Eux tournent le dos à la foule qui se presse, au parking qui se remplit.
A quoi pensent-ils, le regard tourné vers l’horizon ?
Beaucoup de tendresse, de complicité, dans cette famille.
Au début, on a rien vu venir.
Une colonne de fourmis, toute bête, le long d’une plinthe. Et puis leur ruée sur une miette, rien d’inquiétant jusque là. De toutes petites fourmis grises et puis des fourmis rouges, qui mordent, cruellement, douloureusement. Une colonne de fourmi passait devant le lit, une autre sous le bureau de l’ordinateur. Aïe, ça pique ! D’autres venaient de l’extérieur.
Et les nids ont commencé à faire leur apparition, dans un pot de fleur, dans le scaneur, dans la couverture d’un livre, dans une prise de téléphone, et puis peu à peu sous tout ce qui trainait, un vêtement rangé dans l’armoire, la friteuse, entre la trousse de toilette et le mur, sous une feuille de papier oubliée… partout.
Et, un jour, des taches noires au plafond de la cuisine, des fourmis qui ont trouvé des restes de graisse là-haut, une autre fois dans le pain, dans la salade, dans l’assiette ! On a réagi, tué les nids, mis le pain dans des sacs fermés. Elles ont trouvé un trou, au matin, le pain était plein de fourmis.
On est malin, on a mis de l’eau autour des assiettes, des moustiquaires au-dessus, pour protéger le pain, les gâteaux. Hier matin, les fourmis faisaient des boules sur l’eau pour nager, atteindre leur nourriture. Elles ont réussi. Aujourd’hui, on a remplacé l’eau par du vinaigre. Si ça ne suffit pas on essaiera le pétrole.
Le rendez-vous était fixé à sept heures. Le soleil a choisi la même heure pour pointer son rayon.
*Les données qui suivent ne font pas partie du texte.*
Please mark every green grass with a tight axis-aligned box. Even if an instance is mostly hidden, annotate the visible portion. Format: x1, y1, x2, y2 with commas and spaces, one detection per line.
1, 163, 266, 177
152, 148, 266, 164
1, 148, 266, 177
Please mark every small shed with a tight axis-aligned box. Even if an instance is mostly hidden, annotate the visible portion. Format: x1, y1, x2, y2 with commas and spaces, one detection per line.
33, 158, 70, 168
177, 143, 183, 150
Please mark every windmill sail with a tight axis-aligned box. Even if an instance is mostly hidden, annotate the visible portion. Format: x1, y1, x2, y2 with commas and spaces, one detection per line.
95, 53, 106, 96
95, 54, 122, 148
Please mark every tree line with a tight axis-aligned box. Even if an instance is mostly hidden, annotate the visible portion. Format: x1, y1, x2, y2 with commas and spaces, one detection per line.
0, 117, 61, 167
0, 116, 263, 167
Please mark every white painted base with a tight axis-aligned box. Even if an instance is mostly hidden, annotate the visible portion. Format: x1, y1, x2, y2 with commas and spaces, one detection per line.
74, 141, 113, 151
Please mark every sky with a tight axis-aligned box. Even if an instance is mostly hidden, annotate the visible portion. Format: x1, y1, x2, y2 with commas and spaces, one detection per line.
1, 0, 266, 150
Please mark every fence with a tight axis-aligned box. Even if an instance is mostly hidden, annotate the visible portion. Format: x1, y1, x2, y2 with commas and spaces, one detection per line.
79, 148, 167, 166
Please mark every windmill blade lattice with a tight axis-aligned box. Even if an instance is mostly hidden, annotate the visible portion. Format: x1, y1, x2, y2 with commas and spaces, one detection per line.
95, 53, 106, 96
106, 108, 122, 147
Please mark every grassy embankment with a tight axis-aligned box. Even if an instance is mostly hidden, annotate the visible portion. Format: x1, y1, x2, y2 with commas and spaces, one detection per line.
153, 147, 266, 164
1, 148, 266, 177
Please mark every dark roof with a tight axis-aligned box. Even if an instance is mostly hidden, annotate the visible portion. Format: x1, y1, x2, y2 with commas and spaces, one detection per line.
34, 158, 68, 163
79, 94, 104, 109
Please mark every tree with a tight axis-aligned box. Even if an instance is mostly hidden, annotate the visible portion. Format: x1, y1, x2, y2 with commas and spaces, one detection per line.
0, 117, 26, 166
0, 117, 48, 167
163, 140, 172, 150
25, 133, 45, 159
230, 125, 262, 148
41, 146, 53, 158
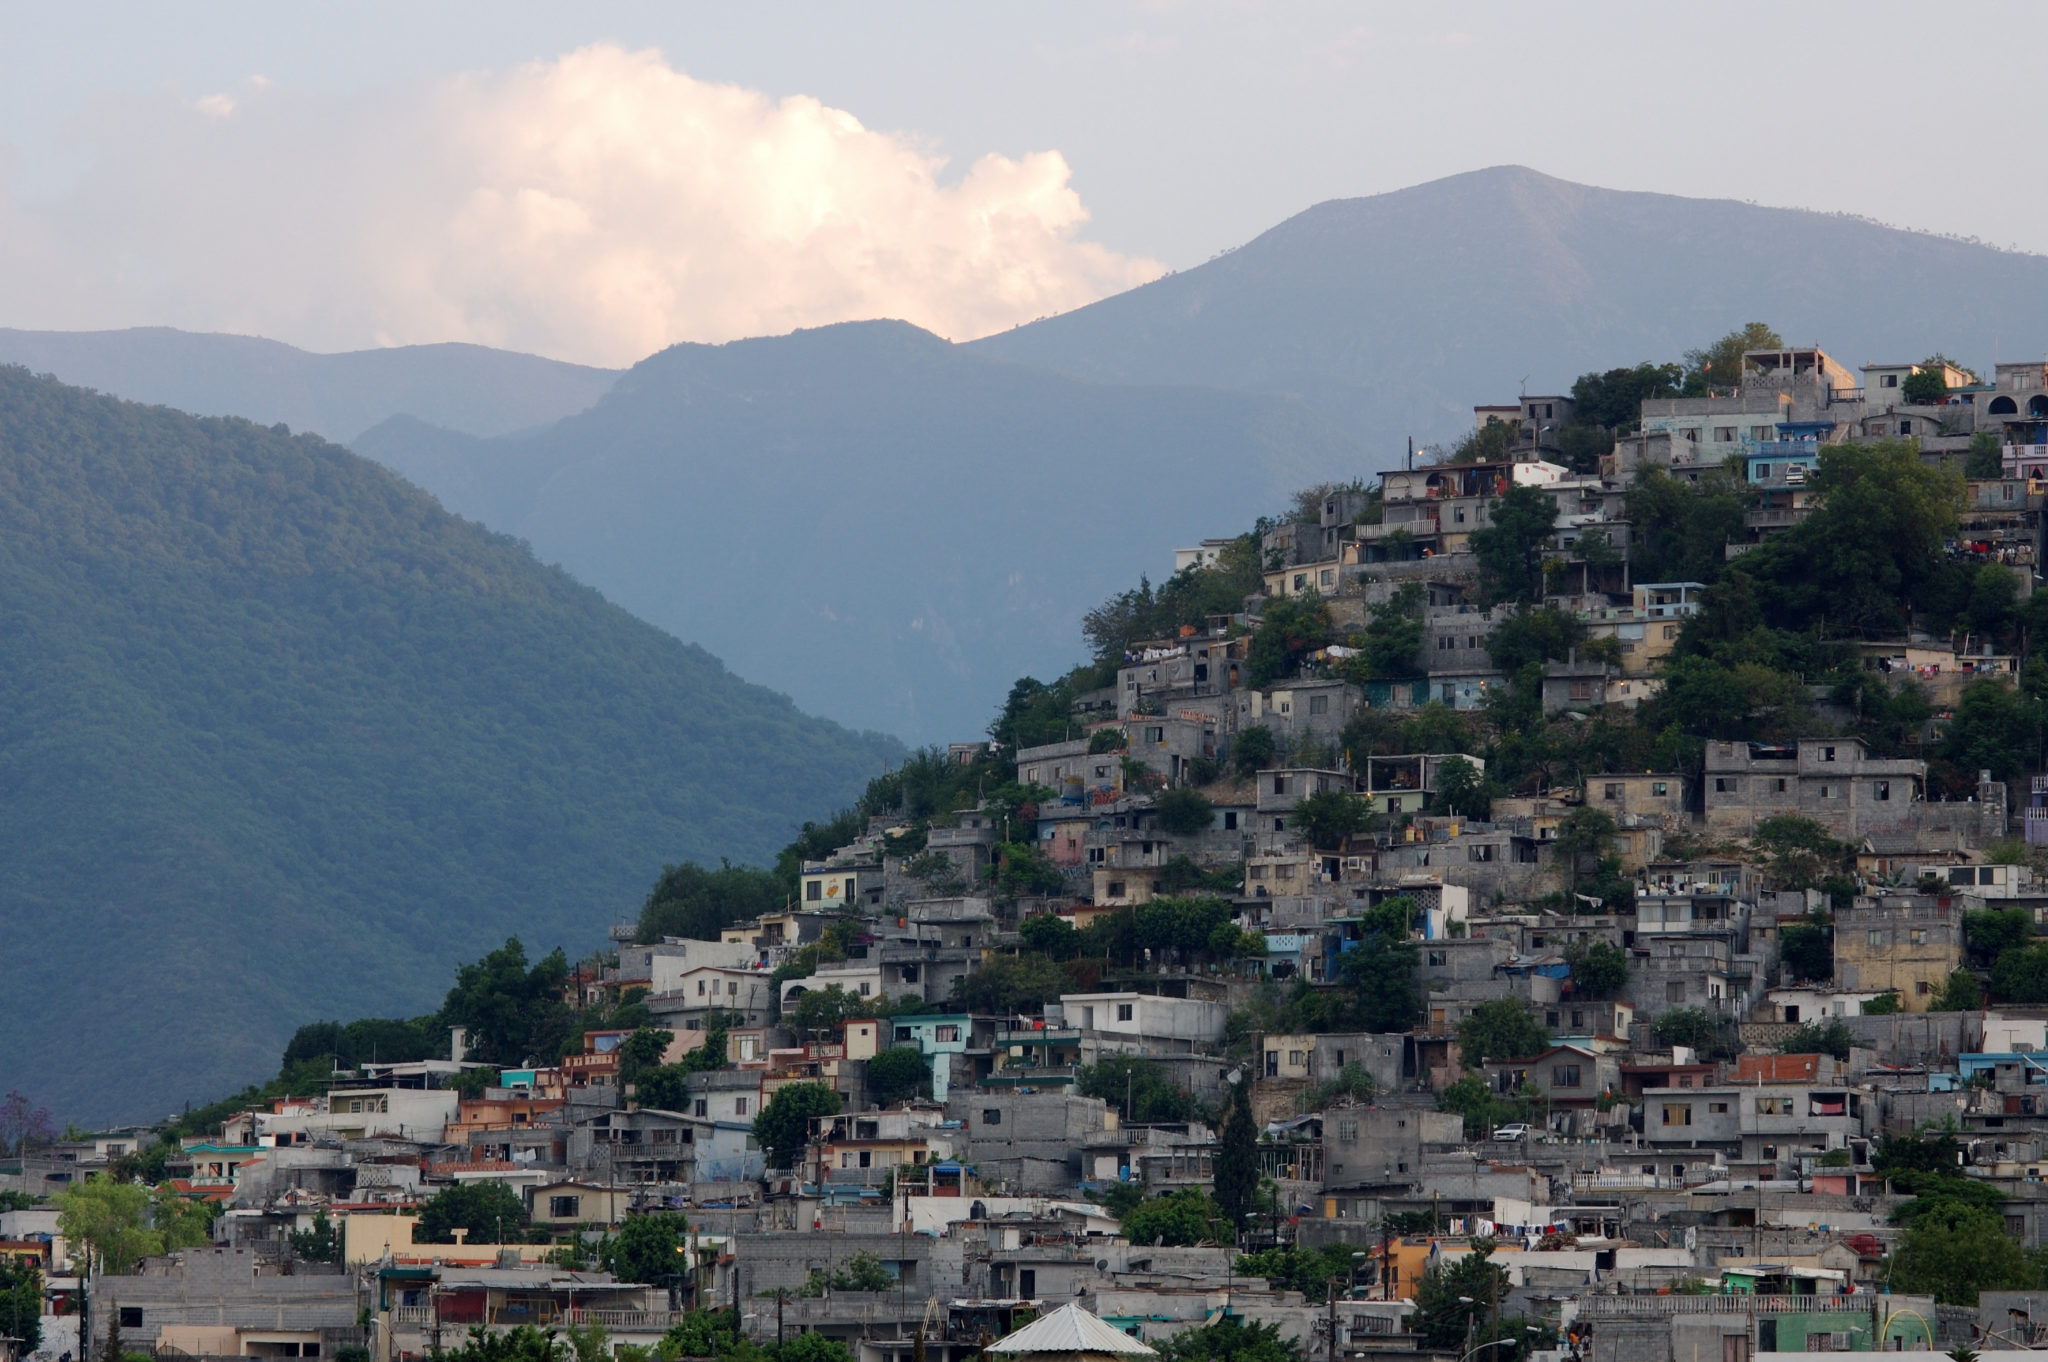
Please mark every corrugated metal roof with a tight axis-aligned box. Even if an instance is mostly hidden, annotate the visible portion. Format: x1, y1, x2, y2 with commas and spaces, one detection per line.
988, 1304, 1157, 1357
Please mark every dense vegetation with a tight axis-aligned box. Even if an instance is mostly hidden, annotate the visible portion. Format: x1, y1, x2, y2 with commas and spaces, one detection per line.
0, 367, 900, 1124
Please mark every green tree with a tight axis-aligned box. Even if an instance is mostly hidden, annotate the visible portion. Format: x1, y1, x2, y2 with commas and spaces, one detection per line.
1965, 430, 2005, 480
1942, 679, 2041, 783
1471, 484, 1557, 606
1017, 912, 1080, 960
1887, 1201, 2043, 1305
1234, 725, 1277, 777
1336, 898, 1421, 1033
1686, 323, 1782, 390
1430, 755, 1488, 818
659, 1310, 742, 1360
289, 1210, 340, 1263
1412, 1243, 1513, 1351
1485, 606, 1585, 674
1967, 906, 2037, 965
1154, 1317, 1302, 1362
419, 1182, 529, 1244
1778, 913, 1835, 984
1570, 362, 1686, 431
1566, 940, 1628, 998
1248, 593, 1333, 686
635, 862, 788, 944
1214, 1090, 1257, 1233
1779, 1019, 1854, 1061
1652, 1008, 1733, 1057
1154, 787, 1215, 835
1088, 727, 1128, 754
1458, 1000, 1550, 1068
1991, 944, 2048, 1004
866, 1048, 930, 1107
1119, 1189, 1233, 1247
777, 1335, 854, 1362
0, 1259, 41, 1354
153, 1188, 218, 1252
1931, 969, 1984, 1012
991, 841, 1066, 898
947, 953, 1065, 1014
1552, 807, 1617, 893
1288, 790, 1374, 850
1626, 468, 1745, 586
1901, 364, 1950, 406
600, 1213, 689, 1285
752, 1082, 842, 1170
441, 938, 574, 1067
55, 1176, 158, 1275
617, 1028, 674, 1092
1078, 1055, 1193, 1123
1357, 583, 1426, 679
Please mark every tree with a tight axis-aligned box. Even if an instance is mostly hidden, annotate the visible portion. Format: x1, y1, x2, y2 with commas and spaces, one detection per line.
1778, 913, 1835, 984
1566, 940, 1629, 998
441, 938, 574, 1067
1471, 484, 1557, 606
1079, 1055, 1193, 1123
1966, 430, 2005, 480
1931, 968, 1984, 1012
1288, 790, 1374, 850
1553, 808, 1617, 894
660, 1310, 743, 1360
1017, 912, 1080, 960
866, 1048, 930, 1107
600, 1212, 688, 1285
991, 841, 1066, 898
1991, 944, 2048, 1004
1088, 727, 1128, 754
1233, 725, 1276, 777
1686, 323, 1782, 390
56, 1176, 158, 1275
778, 1335, 854, 1362
1248, 593, 1333, 686
1118, 1189, 1233, 1247
1412, 1243, 1513, 1351
0, 1091, 57, 1158
1570, 363, 1686, 431
1887, 1201, 2043, 1305
1431, 755, 1488, 818
418, 1182, 528, 1244
1215, 1090, 1257, 1233
1458, 1000, 1550, 1068
289, 1210, 340, 1263
1154, 787, 1215, 835
153, 1188, 218, 1252
1942, 679, 2041, 783
1357, 583, 1425, 680
1902, 364, 1950, 406
1779, 1019, 1853, 1061
947, 953, 1065, 1014
617, 1028, 674, 1093
1653, 1008, 1733, 1057
1485, 606, 1585, 675
1154, 1317, 1302, 1362
0, 1259, 40, 1354
635, 862, 787, 944
752, 1082, 842, 1170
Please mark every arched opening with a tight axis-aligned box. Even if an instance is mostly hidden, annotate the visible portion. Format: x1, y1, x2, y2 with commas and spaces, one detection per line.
1990, 395, 2018, 415
2028, 395, 2048, 417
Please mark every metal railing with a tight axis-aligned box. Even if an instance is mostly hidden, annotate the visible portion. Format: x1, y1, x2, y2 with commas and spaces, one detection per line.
1579, 1293, 1878, 1317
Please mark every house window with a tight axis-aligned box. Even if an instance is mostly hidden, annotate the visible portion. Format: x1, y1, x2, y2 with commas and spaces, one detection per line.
1883, 374, 1898, 388
1910, 929, 1926, 946
1427, 950, 1447, 966
1553, 1064, 1582, 1088
1752, 424, 1775, 438
1319, 570, 1335, 588
1277, 864, 1296, 880
1603, 784, 1620, 801
1665, 982, 1685, 1003
1652, 782, 1668, 796
1468, 845, 1495, 863
694, 1100, 708, 1117
807, 882, 822, 901
1223, 811, 1238, 830
1755, 1097, 1792, 1115
1310, 694, 1329, 715
1661, 1104, 1691, 1127
119, 1310, 143, 1330
550, 1195, 581, 1218
858, 1151, 873, 1168
1273, 776, 1288, 795
1900, 420, 1913, 435
1107, 880, 1125, 897
1145, 726, 1164, 744
1917, 979, 1933, 995
734, 1097, 749, 1116
858, 982, 871, 996
1875, 781, 1891, 801
1710, 1101, 1728, 1114
1569, 681, 1592, 700
1772, 778, 1788, 793
698, 980, 708, 996
937, 1025, 960, 1042
1822, 746, 1837, 761
1714, 778, 1739, 793
1117, 1003, 1134, 1021
1868, 929, 1885, 947
1437, 636, 1456, 650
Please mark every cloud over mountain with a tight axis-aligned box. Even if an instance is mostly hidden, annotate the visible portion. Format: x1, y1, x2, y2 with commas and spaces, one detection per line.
0, 45, 1159, 365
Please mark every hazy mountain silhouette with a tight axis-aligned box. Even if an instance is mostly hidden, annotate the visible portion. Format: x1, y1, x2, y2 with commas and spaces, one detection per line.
0, 367, 900, 1124
973, 165, 2048, 449
354, 321, 1356, 743
0, 326, 618, 442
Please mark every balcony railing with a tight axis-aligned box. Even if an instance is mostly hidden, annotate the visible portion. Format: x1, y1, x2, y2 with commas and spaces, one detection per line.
1578, 1293, 1880, 1318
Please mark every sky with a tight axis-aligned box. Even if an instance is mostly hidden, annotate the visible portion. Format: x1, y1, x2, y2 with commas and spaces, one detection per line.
1, 1, 2042, 367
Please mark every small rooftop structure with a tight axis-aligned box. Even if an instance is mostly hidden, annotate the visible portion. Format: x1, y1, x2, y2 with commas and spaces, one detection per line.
989, 1304, 1157, 1360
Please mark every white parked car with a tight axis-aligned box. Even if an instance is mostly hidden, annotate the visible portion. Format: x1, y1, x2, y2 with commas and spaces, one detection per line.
1491, 1123, 1531, 1142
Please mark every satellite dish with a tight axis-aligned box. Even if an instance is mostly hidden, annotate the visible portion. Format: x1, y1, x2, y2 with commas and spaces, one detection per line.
1095, 1260, 1109, 1273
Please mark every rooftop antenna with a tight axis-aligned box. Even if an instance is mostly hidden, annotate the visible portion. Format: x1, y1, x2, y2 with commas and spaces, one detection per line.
1406, 436, 1414, 472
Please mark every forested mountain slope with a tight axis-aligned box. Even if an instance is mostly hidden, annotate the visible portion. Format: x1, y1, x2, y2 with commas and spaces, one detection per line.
0, 369, 900, 1123
0, 327, 618, 442
973, 166, 2048, 446
353, 319, 1359, 744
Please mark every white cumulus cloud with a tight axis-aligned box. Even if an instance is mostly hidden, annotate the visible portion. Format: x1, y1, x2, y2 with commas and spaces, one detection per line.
0, 45, 1162, 365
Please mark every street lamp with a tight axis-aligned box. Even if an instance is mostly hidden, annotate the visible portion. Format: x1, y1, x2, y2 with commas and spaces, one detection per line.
1455, 1326, 1540, 1362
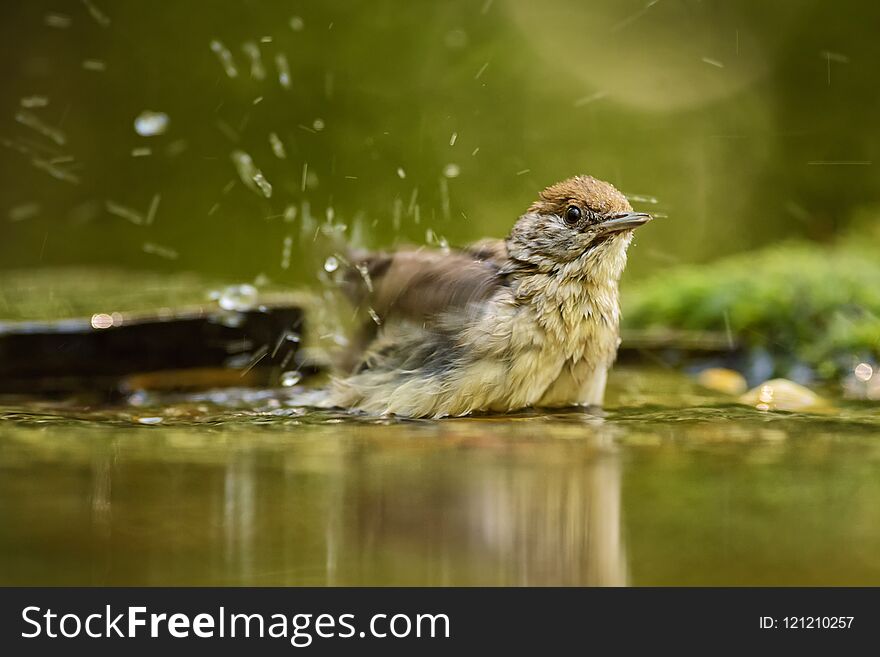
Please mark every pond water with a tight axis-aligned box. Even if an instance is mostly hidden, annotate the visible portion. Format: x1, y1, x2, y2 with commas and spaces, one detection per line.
2, 366, 878, 586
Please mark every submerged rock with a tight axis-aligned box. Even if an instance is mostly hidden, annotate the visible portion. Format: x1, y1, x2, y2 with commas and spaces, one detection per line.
739, 378, 830, 412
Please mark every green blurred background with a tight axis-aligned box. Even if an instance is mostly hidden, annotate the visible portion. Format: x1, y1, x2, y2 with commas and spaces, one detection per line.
3, 1, 880, 588
1, 0, 877, 286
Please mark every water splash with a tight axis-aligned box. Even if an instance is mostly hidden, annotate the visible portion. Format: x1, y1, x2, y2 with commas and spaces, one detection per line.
231, 150, 273, 198
275, 53, 292, 89
443, 163, 460, 178
854, 362, 873, 382
15, 111, 66, 146
142, 242, 178, 260
242, 41, 266, 80
280, 235, 293, 270
269, 132, 287, 159
214, 284, 258, 312
20, 96, 49, 108
81, 0, 111, 27
44, 13, 71, 28
8, 203, 40, 222
31, 157, 80, 184
210, 40, 238, 78
134, 111, 169, 137
106, 200, 144, 225
82, 60, 106, 72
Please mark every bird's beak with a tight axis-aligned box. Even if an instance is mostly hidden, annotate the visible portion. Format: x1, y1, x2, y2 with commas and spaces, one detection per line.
597, 212, 652, 235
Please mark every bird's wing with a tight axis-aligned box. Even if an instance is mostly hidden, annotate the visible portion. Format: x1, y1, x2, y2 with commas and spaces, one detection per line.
344, 239, 508, 322
463, 238, 509, 267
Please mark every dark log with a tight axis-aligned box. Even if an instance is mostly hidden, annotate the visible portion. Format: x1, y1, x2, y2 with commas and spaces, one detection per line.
0, 305, 309, 395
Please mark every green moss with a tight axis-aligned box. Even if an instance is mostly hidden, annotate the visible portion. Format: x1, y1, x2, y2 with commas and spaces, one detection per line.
623, 243, 880, 377
0, 268, 307, 322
Grande douceur dans le ciel ce matin, sur un champ de canne à sucre, avec au loin l’entrée du cirque de Cilaos et la commune de l’Entre-Deux. Au fond les crêtes du Piton des Neiges.
La Réunion est encore un paradis pour les oiseaux. Ils pourront se reposer sur les toiles que tissent les techniciens de France Telecom à travers l’île. Ici, rien n’est enterré, tout est en l’air, enchevêtrement complexe de câbles et de poteaux de bois.
Et de temps en temps, une pelleteuse, un camion chargé trop haut, ou tout simplement un voisin irascible emporte un de ces fils. Il faut attendre le réparateur. Et comme il faut quelquefois attendre longtemps, on y place des rubalises qui signalent le danger. Mais qui n’améliorent rien. Des enfants sont partis avec les rubans, ces derniers jours, le fil traîne toujours….
Tous les matins, en allant à l’école, je le vois, juste avant la Pointe au Sel. Il est appuyé sur un bâton d’habitude, entouré de ses chèvres. Elles mangent l’herbe rase de la dune, arrachent les patates à Durand, et lui regarde l’horizon.
Ce matin, il n’a pas sa canne, ses cabris sont dispersés sur la plage, mais il regarde toujours l’horizon.
En langage météo, cela s’appelle un train de houle qui vient s’attaquer à la côte ouest et sud de l’île. C’est le reliquat de tempêtes australes qui vient mourir sur les rochers. De là le grondement et les explosions qui montent du débouché de la ravine Ruisseau jusqu’à la maison.
Il y avait eu des dégâts, il y a deux ans. Cette fois-ci Météo France ne prévoit pas de vagues de plus de huit mètres. Les pêcheurs n’ont pas sorti leurs pirogues sur le stade.